> You can't use individual functions without knowing the data structures they op...

karpierz · on Sept 22, 2024

The question on my mind: how do you figure out what the functions do without reverse engineering?

If I were to guess, you're saying that you reverse engineer the API boundary without reverse engineering the implementation. But then figuring out what the API contact is without documentation seems intractable for most API boundaries.

boricj · on Sept 22, 2024

For context, my tooling is a Ghidra extension, so there's all the usual Ghidra stuff that applies here.

Indeed, it depends what the API boundary is for the selection to be exported.

If it's the whole program without some well-known libraries (like the C runtime library for a statically linked executable or the Psy-Q SDK for a PlayStation video game), then the API boundary is trivial in the sense that it's a documented one. The hard part is actually figuring where those libraries are so that you can cut them out of your selection while exporting.

If it's a particular subset internal to the program then it's trickier because you don't have that (but if you know you want to export it, then you must already know something about it). Traditional reverse-engineering techniques do apply here, it's just that you only care about the ABI boundary instead of the whole implementation, so it's usually less work to figure out.
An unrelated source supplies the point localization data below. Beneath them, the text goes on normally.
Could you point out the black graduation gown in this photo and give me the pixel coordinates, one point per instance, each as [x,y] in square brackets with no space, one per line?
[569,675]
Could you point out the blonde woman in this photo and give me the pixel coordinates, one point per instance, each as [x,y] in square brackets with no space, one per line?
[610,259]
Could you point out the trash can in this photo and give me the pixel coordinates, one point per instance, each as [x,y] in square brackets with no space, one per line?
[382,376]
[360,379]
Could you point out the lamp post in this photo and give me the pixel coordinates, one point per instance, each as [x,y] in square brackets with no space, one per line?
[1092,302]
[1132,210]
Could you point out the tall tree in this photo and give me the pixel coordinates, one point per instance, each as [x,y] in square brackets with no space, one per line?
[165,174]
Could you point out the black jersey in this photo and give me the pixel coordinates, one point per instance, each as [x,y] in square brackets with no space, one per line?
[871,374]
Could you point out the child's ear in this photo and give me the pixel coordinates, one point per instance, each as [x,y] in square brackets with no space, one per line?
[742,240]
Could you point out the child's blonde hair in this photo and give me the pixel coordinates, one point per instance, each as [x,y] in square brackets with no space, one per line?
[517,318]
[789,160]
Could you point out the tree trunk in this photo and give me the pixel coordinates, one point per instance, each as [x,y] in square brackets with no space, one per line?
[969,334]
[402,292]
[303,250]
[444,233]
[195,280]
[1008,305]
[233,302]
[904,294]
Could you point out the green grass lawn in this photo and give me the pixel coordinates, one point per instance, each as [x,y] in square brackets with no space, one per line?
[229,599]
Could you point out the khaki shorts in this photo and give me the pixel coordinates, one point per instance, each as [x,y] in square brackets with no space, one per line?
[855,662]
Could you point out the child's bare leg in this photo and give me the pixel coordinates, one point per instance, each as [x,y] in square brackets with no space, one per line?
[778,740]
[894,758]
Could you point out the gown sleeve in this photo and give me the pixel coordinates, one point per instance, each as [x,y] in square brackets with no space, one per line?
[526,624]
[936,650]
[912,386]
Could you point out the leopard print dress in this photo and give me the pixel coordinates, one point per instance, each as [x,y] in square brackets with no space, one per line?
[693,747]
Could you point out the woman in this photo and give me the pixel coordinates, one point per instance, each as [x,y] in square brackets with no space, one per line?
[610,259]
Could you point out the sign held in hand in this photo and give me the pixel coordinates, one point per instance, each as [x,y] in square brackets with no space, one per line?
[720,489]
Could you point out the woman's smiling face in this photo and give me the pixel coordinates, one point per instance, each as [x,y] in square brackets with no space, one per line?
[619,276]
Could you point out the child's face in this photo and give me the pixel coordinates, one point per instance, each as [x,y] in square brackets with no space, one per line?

However, if you get it wrong then the toolchain will usually not detect it and you'll have some very exotic undefined behavior on your hands when you try to run your Frankensteinized program. Troubleshooting these issues can be very tricky because my tooling doesn't generate debugging symbols, so the debugging experience is atrocious.

I've always managed to muddle through so far, but one really nasty case did take me a couple of weekends to track down (don't cut across a variable when you're exporting because you'll truncate it, which can lead among other things to corrupting whatever was laid out next in memory at runtime when the original delinked code tries to write to it).